Zwei Stunden Zeit für Kaufentscheid
Emix verlangte 8.90 Franken pro Maske. Die Armee musste innert zwei Stunden entscheiden und bestellte 50'000 Stück. Am Tag darauf in Deutschland: Die mittlerweile wegen Steuerhinterziehung zu Gefängnis verurteilte Emix-Vermittlerin Andrea Tandler nutzte ihre Kontakte in die bayerische Regierung.
Sie schrieb laut Untersuchungsbericht des Bayerischen Landtags in einer SMS-Nachricht: «Ein Freund von mir aus der Schweiz hat einen grossen Bestand an Atemschutzmasken (…) zu verkaufen. Es sind Masken von 3M mit Filter. Er hat ans Schweizer Militär und die Regierung gestern einen Grossteil verkauft und hat jetzt noch eine Million im Bestand.»
Kein Anbieter konnte 3M-Masken liefern.
Weder die Schweiz noch Deutschland bekamen die versprochenen Masken des renommierten US-Herstellers 3M. Stattdessen lieferte Emix Masken aus China zum gleich hohen Preis. Ein «valabler Ersatz», schreibt Emix.
War das Angebot ein Bluff, um ins Geschäft zu kommen? Emix widerspricht SRF Investigativ: «Wie sich herausstellte, konnte kein einziger 3M-Masken-Anbieter, darunter auch reputable Healthcare-Grossisten, die versprochenen 3M-Masken wirklich liefern.» Die aus der Korrespondenz hervorgehende Dringlichkeit reflektiere den grossen Bedarf und das weltweit knappe Angebot an Masken.

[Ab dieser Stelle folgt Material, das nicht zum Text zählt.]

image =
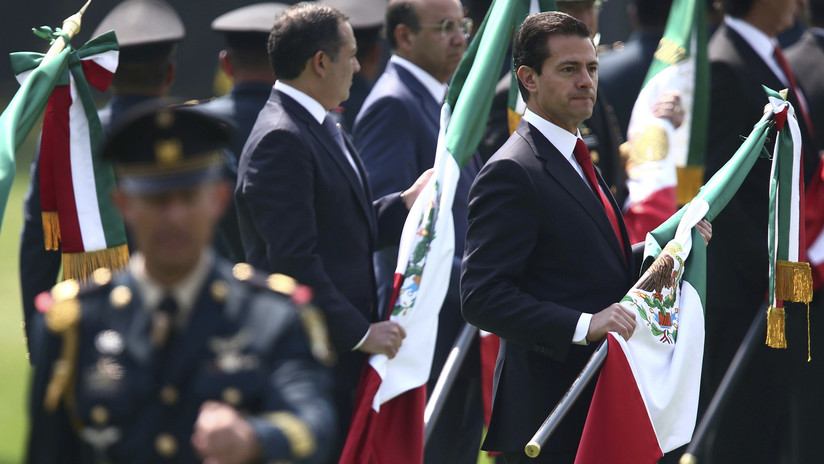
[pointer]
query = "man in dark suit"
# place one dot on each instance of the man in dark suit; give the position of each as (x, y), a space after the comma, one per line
(182, 358)
(396, 133)
(742, 55)
(303, 198)
(246, 62)
(145, 72)
(545, 262)
(623, 70)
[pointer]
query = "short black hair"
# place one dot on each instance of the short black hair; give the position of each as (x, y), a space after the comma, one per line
(299, 33)
(737, 8)
(397, 13)
(531, 44)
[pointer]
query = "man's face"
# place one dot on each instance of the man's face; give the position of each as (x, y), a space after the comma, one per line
(340, 71)
(172, 229)
(435, 52)
(586, 12)
(564, 92)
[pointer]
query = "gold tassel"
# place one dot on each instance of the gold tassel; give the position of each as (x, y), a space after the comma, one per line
(80, 266)
(513, 119)
(51, 230)
(793, 281)
(690, 181)
(776, 330)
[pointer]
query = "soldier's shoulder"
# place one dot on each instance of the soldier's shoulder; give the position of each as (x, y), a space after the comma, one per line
(300, 297)
(62, 305)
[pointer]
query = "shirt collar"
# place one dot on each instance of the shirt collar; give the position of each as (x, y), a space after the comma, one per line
(436, 88)
(757, 39)
(561, 139)
(310, 104)
(185, 292)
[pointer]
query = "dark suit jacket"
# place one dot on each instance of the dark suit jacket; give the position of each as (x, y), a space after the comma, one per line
(397, 133)
(39, 267)
(737, 263)
(238, 109)
(539, 252)
(806, 59)
(247, 341)
(302, 212)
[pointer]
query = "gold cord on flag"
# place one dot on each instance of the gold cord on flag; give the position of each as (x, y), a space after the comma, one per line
(80, 266)
(51, 230)
(776, 327)
(690, 181)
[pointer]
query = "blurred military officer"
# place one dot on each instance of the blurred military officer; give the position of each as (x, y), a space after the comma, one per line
(366, 18)
(182, 357)
(246, 61)
(147, 31)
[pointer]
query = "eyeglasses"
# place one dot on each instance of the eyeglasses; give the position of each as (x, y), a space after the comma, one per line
(448, 26)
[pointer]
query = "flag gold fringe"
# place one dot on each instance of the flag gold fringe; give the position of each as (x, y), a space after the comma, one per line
(51, 230)
(80, 266)
(776, 327)
(690, 181)
(793, 281)
(513, 119)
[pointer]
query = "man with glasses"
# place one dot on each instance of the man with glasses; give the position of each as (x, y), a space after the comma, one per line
(396, 133)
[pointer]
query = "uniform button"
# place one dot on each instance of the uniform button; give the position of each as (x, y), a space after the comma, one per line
(99, 415)
(166, 445)
(168, 395)
(232, 396)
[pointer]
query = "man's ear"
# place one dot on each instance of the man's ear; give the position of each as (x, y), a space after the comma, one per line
(403, 37)
(528, 78)
(318, 63)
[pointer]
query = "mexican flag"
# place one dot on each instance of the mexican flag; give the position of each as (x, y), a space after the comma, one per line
(387, 425)
(75, 184)
(646, 399)
(664, 164)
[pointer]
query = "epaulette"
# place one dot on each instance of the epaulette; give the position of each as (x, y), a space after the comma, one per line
(314, 322)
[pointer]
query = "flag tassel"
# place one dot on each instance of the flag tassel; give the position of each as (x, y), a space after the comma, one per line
(51, 230)
(793, 281)
(776, 327)
(81, 265)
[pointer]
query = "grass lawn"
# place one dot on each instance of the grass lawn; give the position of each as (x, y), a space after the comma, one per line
(14, 368)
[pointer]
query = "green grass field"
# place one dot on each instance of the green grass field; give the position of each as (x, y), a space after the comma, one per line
(14, 368)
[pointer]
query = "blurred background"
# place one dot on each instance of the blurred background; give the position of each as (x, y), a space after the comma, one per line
(197, 72)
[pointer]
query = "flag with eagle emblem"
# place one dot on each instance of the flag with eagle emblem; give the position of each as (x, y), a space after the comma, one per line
(647, 392)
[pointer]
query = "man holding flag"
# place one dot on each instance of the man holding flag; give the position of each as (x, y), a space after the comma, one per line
(547, 254)
(304, 202)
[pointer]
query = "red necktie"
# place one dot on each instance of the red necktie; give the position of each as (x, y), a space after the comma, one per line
(802, 104)
(582, 157)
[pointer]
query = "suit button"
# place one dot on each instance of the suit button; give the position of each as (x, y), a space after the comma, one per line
(99, 415)
(166, 445)
(232, 396)
(168, 395)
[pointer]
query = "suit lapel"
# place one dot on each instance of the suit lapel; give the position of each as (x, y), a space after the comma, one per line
(331, 150)
(557, 167)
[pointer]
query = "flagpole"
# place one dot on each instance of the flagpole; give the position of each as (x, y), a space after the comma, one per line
(446, 379)
(71, 26)
(593, 366)
(754, 337)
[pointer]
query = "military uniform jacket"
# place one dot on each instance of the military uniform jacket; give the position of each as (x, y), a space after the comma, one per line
(126, 402)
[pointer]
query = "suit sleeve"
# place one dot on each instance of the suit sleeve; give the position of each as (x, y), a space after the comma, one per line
(385, 134)
(278, 194)
(38, 267)
(503, 230)
(299, 423)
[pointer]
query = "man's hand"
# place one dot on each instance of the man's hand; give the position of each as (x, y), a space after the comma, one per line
(222, 436)
(384, 338)
(705, 228)
(668, 106)
(411, 194)
(615, 318)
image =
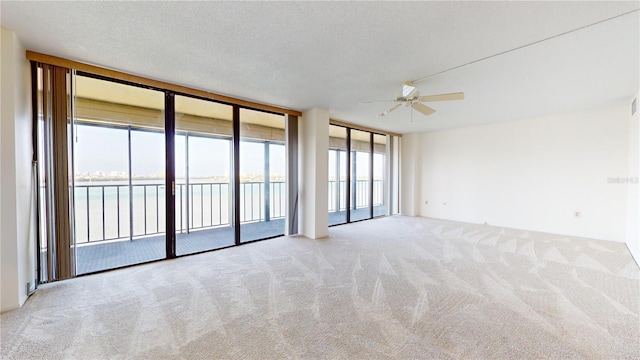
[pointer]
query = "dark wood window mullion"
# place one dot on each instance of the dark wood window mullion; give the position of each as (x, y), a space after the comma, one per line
(170, 184)
(236, 173)
(348, 179)
(371, 147)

«Das VBS vertraute Emix offenbar völlig»
Das Masken-Dossier des VBS ist dünn. Es fehlen nötige Dokumente, um die Leistungsfähigkeit der Masken formal prüfen zu können. Das VBS begründet dies auf Anfrage mit der damaligen Notlage und einer Ausnahmeregelung im Beschaffungsgesetz.
«Das VBS vertraute Emix offenbar völlig», sagt Masken-Expertin Margit Widmann nach Sichtung der Akten. Sie ist spezialisiert auf das Inverkehrbringen von Medizinprodukten und persönlicher Schutzausrüstung. «Die Korrespondenz zwischen VBS und Emix dreht sich vor allem um Stückzahlen und Lieferzeit, nicht aber um die Qualität der Masken.» Dem wichtigsten Kriterium, um die Gefahr der Ansteckung zu reduzieren.
«Lager ausreichend füttern»
Emix sei die einzige Anbieterin gewesen, die keine Vorauszahlung verlangt habe und die Lieferkriterien erfüllen konnte, schreibt das VBS. Es bestellte innert drei Wochen Masken für über 22 Millionen Franken.
Die Geschäfte liefen gut für Emix. Die Firma prahlte in einer Mail: «Insgesamt haben wir im Monat April über 20 der grössten Frachtflugzeuge der Welt gechartert.» Angesichts steigender Infektionszahlen «sollte man die Lager für die Zukunft ausreichend füttern». Die Armee befolgte den Rat und «fütterte» die Lager. Ohne genaueres Hinsehen.